Il s'avança, peu sûr de lui – je devinais qu'il était, comme tant d'autres, du parti de notre justicière, et que la mettre aux arrêts était une tâche dont il aurait préféré se passer –, et tenta de la saisir ; mais plus vite encore, elle avait exécuté une redoutable prise et c'était lui qui se retrouvait mains dans le dos, penché vers le sol, incapable du moindre mouvement.

Elle leva vers moi un regard amusé. « Vous serez témoins auprès de ses patrons : il aura fait tout son possible pour m'arrêter. »

Comme j'acquiesçais gravement, elle dégaina cette sorte de pince mécanique avec laquelle elle volait de toit en toit, et, dans le sifflement caractéristique de la corde métallique, disparaissait au loin en laissant notre agent de sûreté quelque peu vexé, mais indemne.

« Je savais que j'avais aucune chance… mais quand même, j'pensais pas qu'elle me maîtriserait si vite…

– Je suppose que pour faire ce qu'elle fait, de grands connaissances en arts martiaux sont requises…

– Heureusement que tous ceux que j'arrête ne sont pas aussi forts qu'elle. »

Nous nous retournâmes pour revenir sur nos pas… pour constater que Judith, ayant ramassé le livre et la sacoche que nous avions laissés tomber, avait entreprit de nous suivre. Et s'était arrêtée un peu plus loin, les laissant tomber à son tour, l'air horrifié.


Arrivés à sa hauteur, nous découvrîmes ce qui avait entraîné sa réaction : nous ne l'avions pas remarqué lors de la courte poursuite, notre attention concentrée sur le fuyard, mais étendu contre le mur, dans une marre de sang, se trouvait le corps d'un homme.

L'agent Fogg et moi étions plus habitué à cette vue que ma pauvre Judith, et nous réagîmes plus prestement. Après nous être assurés qu'il était trop tard pour lui porter secours – sa large plaie à la gorge nous dispensa de le toucher : même s'il avait été encore en vie, il n'aurait pas pu survivre jusqu'à l'hôpital –, nous inspectâmes rapidement les lieux pour vérifier que rien ne risquait de compromettre la scène de crime.

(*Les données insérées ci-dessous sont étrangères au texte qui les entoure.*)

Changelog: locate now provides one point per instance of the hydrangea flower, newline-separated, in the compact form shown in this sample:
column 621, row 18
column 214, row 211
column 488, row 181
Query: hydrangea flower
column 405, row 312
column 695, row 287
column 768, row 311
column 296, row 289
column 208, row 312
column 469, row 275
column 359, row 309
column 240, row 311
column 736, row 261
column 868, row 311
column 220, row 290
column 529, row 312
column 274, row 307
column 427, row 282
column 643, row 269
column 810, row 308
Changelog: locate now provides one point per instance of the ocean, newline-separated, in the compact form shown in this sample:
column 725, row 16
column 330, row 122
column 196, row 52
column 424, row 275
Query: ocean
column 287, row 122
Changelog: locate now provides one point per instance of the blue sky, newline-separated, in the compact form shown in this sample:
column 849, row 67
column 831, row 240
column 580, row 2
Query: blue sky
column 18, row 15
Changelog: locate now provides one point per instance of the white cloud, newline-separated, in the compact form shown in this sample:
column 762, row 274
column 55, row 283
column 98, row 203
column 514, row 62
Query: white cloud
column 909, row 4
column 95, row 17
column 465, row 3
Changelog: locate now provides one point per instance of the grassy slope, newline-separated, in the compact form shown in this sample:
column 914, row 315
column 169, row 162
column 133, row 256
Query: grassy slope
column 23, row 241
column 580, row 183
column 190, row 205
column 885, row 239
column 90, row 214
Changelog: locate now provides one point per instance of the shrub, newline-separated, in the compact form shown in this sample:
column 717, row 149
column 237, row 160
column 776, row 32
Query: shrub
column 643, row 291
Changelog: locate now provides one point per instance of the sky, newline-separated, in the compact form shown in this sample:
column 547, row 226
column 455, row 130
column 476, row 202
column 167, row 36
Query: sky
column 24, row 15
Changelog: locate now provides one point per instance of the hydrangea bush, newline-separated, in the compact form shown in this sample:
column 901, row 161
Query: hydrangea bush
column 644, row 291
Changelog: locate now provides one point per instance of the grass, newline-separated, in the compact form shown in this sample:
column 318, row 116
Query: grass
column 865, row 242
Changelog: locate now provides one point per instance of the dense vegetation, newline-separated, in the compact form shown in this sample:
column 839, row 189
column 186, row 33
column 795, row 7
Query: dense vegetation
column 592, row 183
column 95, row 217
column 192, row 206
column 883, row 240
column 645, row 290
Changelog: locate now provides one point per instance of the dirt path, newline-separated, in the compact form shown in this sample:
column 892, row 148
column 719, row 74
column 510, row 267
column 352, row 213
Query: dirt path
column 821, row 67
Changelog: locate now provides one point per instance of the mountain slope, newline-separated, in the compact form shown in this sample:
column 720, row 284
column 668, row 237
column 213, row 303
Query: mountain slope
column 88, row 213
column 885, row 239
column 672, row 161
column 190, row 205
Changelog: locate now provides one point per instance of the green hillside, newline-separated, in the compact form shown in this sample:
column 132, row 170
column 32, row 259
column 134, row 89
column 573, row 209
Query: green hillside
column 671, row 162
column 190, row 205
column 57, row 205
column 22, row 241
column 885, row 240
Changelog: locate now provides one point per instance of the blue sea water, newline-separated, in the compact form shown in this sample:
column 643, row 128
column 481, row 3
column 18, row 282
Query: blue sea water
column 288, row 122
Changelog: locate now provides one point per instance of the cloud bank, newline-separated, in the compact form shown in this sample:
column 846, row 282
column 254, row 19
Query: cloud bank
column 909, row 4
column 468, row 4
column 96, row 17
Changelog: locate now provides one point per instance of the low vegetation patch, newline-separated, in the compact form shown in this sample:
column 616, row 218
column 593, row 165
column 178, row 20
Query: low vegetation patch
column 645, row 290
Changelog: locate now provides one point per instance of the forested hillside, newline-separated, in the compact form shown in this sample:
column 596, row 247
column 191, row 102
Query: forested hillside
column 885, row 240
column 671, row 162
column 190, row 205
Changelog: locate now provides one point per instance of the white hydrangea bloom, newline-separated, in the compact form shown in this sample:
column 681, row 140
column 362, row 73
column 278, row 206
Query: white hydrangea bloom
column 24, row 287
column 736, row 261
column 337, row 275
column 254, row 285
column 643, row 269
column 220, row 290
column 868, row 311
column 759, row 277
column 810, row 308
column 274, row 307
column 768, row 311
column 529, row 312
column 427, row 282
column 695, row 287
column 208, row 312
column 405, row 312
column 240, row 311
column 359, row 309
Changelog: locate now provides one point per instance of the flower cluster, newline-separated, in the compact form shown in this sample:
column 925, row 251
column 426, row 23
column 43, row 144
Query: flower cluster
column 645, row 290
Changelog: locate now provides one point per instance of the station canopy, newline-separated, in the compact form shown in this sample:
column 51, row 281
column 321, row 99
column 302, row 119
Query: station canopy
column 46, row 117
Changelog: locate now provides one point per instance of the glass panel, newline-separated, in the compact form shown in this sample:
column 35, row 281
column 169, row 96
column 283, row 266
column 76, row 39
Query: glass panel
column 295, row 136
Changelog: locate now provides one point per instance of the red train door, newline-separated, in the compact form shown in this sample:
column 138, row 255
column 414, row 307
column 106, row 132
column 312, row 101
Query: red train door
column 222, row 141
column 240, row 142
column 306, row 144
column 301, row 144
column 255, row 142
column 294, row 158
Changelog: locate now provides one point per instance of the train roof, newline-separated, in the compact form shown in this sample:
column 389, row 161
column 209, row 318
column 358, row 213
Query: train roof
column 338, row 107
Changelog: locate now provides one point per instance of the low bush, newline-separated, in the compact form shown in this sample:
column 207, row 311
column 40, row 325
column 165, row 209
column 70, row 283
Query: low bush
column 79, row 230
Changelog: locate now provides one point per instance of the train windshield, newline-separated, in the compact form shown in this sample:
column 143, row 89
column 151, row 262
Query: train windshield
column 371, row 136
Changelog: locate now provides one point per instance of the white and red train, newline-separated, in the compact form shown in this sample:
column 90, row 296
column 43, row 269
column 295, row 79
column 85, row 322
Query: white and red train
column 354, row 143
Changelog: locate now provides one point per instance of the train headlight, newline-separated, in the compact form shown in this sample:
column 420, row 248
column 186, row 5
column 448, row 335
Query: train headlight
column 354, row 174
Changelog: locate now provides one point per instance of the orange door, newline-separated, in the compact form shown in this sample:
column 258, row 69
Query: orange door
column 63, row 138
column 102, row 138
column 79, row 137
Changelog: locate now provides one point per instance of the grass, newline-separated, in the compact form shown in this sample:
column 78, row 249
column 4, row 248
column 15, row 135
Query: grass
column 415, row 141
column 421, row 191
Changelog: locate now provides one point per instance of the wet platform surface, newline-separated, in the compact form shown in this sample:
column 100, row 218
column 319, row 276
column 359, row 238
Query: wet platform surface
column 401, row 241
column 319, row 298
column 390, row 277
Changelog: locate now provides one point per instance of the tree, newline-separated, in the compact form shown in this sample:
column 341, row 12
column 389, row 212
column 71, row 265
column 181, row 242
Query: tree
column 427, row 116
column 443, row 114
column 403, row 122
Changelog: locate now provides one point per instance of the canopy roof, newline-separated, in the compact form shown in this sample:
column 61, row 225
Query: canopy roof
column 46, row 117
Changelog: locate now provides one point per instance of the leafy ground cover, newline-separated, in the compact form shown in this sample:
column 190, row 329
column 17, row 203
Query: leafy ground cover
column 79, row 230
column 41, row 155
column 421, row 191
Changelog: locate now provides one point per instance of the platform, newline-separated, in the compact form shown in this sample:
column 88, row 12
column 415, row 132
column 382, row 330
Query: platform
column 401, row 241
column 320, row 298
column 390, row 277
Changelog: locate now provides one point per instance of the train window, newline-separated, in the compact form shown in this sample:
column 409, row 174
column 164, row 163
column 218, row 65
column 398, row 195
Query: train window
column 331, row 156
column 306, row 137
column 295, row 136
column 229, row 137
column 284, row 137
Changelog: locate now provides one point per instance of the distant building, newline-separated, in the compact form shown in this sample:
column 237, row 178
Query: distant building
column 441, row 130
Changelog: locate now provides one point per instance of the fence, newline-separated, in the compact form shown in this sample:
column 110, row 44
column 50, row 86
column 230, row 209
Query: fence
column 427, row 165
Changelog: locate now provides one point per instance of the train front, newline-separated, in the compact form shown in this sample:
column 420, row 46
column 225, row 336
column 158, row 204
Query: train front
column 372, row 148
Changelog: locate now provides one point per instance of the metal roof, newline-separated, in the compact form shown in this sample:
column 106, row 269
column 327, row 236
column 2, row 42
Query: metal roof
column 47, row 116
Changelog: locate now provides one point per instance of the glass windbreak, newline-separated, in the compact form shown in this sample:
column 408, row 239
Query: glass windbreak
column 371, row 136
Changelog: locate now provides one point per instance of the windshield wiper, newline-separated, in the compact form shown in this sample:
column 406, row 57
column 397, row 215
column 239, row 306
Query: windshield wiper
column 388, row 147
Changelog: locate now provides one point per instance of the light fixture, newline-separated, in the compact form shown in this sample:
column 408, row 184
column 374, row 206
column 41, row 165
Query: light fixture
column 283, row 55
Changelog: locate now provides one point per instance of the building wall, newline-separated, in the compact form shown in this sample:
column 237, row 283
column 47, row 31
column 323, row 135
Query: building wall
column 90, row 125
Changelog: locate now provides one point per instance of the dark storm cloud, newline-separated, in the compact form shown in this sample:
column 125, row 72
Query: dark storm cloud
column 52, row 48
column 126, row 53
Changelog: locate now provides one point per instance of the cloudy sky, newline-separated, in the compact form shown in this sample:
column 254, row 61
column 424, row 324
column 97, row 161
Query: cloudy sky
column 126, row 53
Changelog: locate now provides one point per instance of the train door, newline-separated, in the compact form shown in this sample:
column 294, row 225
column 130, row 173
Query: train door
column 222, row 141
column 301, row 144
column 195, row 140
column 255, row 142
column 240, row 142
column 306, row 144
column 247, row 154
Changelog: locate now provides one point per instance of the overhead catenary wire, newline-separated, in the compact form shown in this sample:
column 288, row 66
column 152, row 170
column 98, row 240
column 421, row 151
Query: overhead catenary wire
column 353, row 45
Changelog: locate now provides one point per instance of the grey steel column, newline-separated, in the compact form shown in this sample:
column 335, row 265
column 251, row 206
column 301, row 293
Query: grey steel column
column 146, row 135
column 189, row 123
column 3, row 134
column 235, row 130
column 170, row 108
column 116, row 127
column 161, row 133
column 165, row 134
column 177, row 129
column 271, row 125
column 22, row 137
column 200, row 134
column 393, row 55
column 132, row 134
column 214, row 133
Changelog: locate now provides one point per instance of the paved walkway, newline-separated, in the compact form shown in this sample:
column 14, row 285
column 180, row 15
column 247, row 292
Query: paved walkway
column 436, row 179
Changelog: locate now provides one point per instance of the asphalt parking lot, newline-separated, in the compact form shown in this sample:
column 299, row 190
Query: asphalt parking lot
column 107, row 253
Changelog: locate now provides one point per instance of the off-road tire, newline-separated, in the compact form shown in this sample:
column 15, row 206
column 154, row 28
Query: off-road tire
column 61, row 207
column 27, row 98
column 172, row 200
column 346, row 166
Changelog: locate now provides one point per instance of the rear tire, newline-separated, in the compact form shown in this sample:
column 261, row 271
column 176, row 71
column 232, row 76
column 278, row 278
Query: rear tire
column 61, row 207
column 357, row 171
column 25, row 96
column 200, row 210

Puis notre compagnon fit quelques pas en direction de la rue principale. « Pourriez-vous rester ici à surveiller les lieux ? Je file à l'hôtel de police prévenir l'inspecteur. »



Nous patientâmes, sans décrocher un mot. Judith me regardait, ou regardait vers l'extérieur, sans oser poser les yeux sur le cadavre. Quant à moi, tout en m'assurant qu'elle n'allait pas défaillir, je commençais à détailler celui-ci du regard.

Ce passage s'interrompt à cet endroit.